Se ti piace ancora Adrien... questa volta dovresti dirglielo.

 Solo che Marinette gliel'aveva già detto. O meglio, gli aveva detto che un tempo le piaceva, sorvolando su come sentisse la pancia tremare come acqua in ebollizione e le gambe diventare liquirizia quando respiravano la stessa aria.

 La coscienza le ricordò la vera domanda – le piaceva ancora?

 La solita vocina fastidiosa gliene pose una ancora più difficile – e Chat Noir?

 Sentiva che quel giorno aveva inciso su di lei mille tagli e l'aveva fatto sottopelle, lì dove facevano ancora più male perché nessuno poteva vederli – si era illusa che il tempo sarebbe stato il suo alleato più prezioso e fidato, l'unico che avrebbe potuto curarli, ma si chiedeva ora se quei tagli fossero effettivamente guariti. Se era fortunata rimanevano solo le cicatrici.
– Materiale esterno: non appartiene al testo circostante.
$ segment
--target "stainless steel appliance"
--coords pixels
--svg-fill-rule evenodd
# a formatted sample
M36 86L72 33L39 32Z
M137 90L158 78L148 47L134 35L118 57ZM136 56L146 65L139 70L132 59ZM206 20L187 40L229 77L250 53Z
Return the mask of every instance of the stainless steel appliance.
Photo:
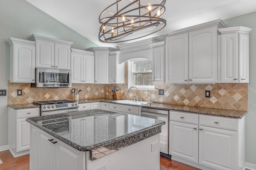
M78 103L70 100L35 102L33 103L41 105L41 116L77 111L79 106Z
M141 115L165 121L159 134L160 154L171 158L169 154L169 111L142 107Z
M40 88L70 87L71 71L36 68L36 84L32 86Z

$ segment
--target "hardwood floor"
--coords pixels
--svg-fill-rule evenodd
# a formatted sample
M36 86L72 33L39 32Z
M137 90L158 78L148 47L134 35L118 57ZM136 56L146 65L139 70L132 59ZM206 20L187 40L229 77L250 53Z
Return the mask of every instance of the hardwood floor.
M29 170L29 154L14 158L9 150L0 152L0 170ZM160 170L198 170L199 169L160 156Z

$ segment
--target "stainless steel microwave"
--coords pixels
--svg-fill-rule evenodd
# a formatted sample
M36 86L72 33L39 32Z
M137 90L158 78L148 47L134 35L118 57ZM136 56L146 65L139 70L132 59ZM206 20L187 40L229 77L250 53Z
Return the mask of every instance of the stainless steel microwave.
M36 84L38 88L70 87L71 70L36 68Z

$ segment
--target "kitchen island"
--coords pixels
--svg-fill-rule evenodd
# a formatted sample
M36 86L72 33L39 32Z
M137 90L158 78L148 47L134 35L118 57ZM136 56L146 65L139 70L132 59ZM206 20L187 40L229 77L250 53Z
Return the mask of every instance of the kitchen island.
M159 169L163 121L100 109L26 121L31 170Z

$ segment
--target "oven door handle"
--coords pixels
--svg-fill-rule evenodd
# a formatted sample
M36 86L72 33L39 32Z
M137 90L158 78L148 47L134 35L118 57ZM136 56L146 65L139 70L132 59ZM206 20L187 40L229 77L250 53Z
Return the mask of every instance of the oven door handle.
M42 116L45 116L46 115L53 115L55 114L63 113L70 111L77 111L78 110L78 108L75 108L70 109L63 109L59 110L54 110L52 111L43 111L42 112Z

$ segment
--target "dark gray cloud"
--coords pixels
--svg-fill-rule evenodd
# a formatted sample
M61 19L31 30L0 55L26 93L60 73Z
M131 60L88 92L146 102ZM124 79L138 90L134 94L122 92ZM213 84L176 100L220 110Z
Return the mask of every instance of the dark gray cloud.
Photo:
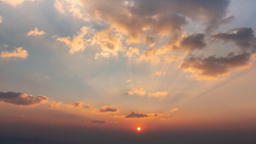
M18 105L28 106L43 104L48 100L48 98L44 96L35 97L20 92L0 92L0 101Z
M105 120L91 120L91 122L92 122L94 124L106 124L106 122Z
M110 23L133 42L152 34L176 35L188 23L186 18L202 20L208 31L234 19L226 17L230 0L83 1L93 18Z
M217 32L212 34L212 37L215 39L222 40L225 42L232 41L236 44L243 48L251 46L256 40L254 34L254 32L250 28L236 28L233 30L234 32L232 33L226 32Z
M151 117L155 117L159 116L160 114L158 113L156 113L155 114L143 114L143 113L141 113L141 114L135 113L134 112L132 112L130 114L125 116L124 118L151 118Z
M112 106L104 106L100 110L100 112L116 112L118 110L115 108L113 108Z
M236 54L231 52L225 57L192 56L184 60L180 67L182 70L192 73L192 76L198 79L215 79L219 76L228 74L231 68L250 66L251 56L247 52Z
M183 50L202 49L206 46L204 34L195 34L187 36L184 37L180 42L180 48Z

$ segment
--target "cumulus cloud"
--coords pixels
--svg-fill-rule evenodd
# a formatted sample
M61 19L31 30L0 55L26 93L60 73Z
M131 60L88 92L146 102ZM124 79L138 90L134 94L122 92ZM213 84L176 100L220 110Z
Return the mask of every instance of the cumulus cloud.
M124 55L124 56L128 57L130 60L134 54L137 56L139 56L139 52L140 50L138 48L136 48L130 47L129 48L129 50L126 51L126 53Z
M8 52L5 50L2 51L1 52L0 56L3 58L18 57L27 58L28 56L28 51L23 50L22 48L20 47L15 48L12 52Z
M132 112L130 114L128 115L124 116L124 118L154 118L160 115L161 114L158 113L156 113L155 114L143 114L143 113L135 113L134 112Z
M100 112L116 112L118 111L116 109L113 108L113 106L103 106L100 110Z
M174 55L171 55L170 56L165 56L164 60L167 62L177 62L181 60L184 56L176 56Z
M161 72L160 70L157 71L156 72L155 74L153 74L152 75L157 75L157 76L165 76L166 75L170 75L173 74L172 72Z
M108 58L110 54L116 56L119 52L125 51L126 47L122 43L124 40L124 38L120 33L115 32L110 28L107 28L96 34L91 44L99 45L102 51L98 55Z
M42 1L42 0L0 0L4 3L8 4L12 6L16 7L17 5L21 4L25 1L35 2L37 1Z
M82 102L76 102L73 103L67 104L66 106L70 108L74 107L82 109L83 108L83 103Z
M0 101L17 105L29 106L42 104L48 100L45 96L32 95L12 92L0 92Z
M171 112L172 112L175 111L175 110L178 110L178 109L177 108L174 108L174 109L173 109L172 110L171 110Z
M91 120L91 122L92 122L94 124L106 124L107 122L103 120Z
M117 31L128 36L128 41L134 42L140 42L142 38L151 36L152 33L176 34L188 24L186 18L192 21L202 20L209 30L233 18L232 16L225 17L229 0L204 2L200 0L126 2L85 0L80 7L80 10L86 11L94 20L110 24ZM84 8L82 8L83 6Z
M94 29L90 27L83 26L80 29L80 32L77 32L78 35L74 35L71 40L69 36L66 37L58 37L57 40L64 42L70 49L69 53L73 54L74 52L83 51L88 44L88 42L91 41L89 38L84 40L84 36L86 35L89 37L94 35Z
M236 44L243 48L249 47L252 45L253 42L256 41L254 32L250 28L236 28L233 30L232 33L219 32L212 34L212 37L222 40L225 42L233 41Z
M192 50L194 49L202 49L206 46L204 40L204 34L194 34L186 36L182 38L180 46L178 50ZM176 49L176 47L173 49Z
M252 65L250 62L251 56L247 52L236 54L231 52L224 57L192 56L184 60L180 68L192 73L191 76L198 80L216 79L220 76L229 74L231 68L250 67Z
M58 106L60 105L60 104L62 104L62 102L56 102L56 101L54 101L52 102L52 103L48 103L48 106L47 106L47 108L55 108L55 109L58 109Z
M146 94L146 90L144 90L144 88L142 88L138 90L137 88L134 88L133 91L130 91L126 93L126 94L129 95L133 95L134 94L137 94L140 95L143 95Z
M163 91L162 92L157 92L156 93L154 93L153 94L151 94L151 93L150 93L149 95L148 96L149 97L154 96L156 97L158 97L159 96L165 96L168 94L168 93L166 91Z
M46 33L44 32L43 30L42 30L40 31L39 31L37 29L37 28L35 28L35 29L31 30L30 31L27 33L27 36L36 36L36 35L44 35L46 34Z

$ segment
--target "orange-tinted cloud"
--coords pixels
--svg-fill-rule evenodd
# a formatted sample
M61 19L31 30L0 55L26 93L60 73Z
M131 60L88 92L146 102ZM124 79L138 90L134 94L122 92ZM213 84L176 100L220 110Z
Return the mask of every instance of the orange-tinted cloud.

 Adrien, però, lui non l'aveva mai ferita, almeno non intenzionalmente. Quando, da ragazzi, gli capitava di menzionare la ragazza che gli piaceva, non sapeva che Marinette per lui nutriva sentimenti altrettanto forti, altrimenti era sicura che non l'avrebbe mai fatto. L'unica certezza che aveva sempre avuto era che lui l'avrebbe rifiutata – eppure.

 Eppure Adrien aveva ammesso l'eventualità che fossero più che amici e di questo Marinette aveva ancora più paura, perché a ripensarci quelle cicatrici a volte ancora facevano male e non ne voleva di nuove.

*


Cinque anni e otto mesi prima

     Un cane abbaiò, l'allarme di un'automobile scattò, il pianto di un neonato costrinse i genitori ad accendere la luce per correre a calmarlo – i rumori della città le arrivavano in un miscuglio disordinato, eppure riusciva a sentire il respiro di Chat Noir al suo fianco.

 Non lo guardava. Continuava a scrutare il profilo di Parigi che si stagliava contro il nero del cielo come se non esistesse nient'altro, nemmeno lui – lui che si era presentato lassù in piena notte perché certo di trovarla lì, lui che vedeva le lacrime pizzicarle gli occhi ma non gliele faceva pesare.

 «Quanto ancora riuscirà a sfuggirci?»
 Non aggiunse altro, sapeva che Chat Noir avrebbe capito.

 «Oggi c'eravamo molto vicini.»

 Ladybug tirò su col naso. «È la stessa cosa che abbiamo detto l'altra volta. E l'altra prima ancora. Andrà a finire che a trent'anni saremo ancora qui a dargli la caccia.»

 «Per allora avrà problemi più grandi a cui pensare. Tipo, i reumatismi.»

 Ladybug rise e gli diede un buffetto sul braccio. «Sono seria.»

 Con la coda dell'occhio vide Chat Noir sorridere quando abbandonò il capo contro la sua spalla e lo ringraziò silenziosamente perché la lasciava fare.

 «Anch'io lo sono», ribatté lui, «prima o poi Papillon cederà. Anzi, dovremmo già iniziare a pensare a come festeggiare, hai idee?»

 Ladybug stette ad ascoltare mentre Chat Noir elencava una lista delle sue – ignorava dove avrebbero trovato il budget per un gonfiabile gigante di Papillon che esplodeva in mille coriandoli mentre la folla applaudiva – e si sentì come se il mondo si fosse ridotto a una pallina di golf e non pesasse più.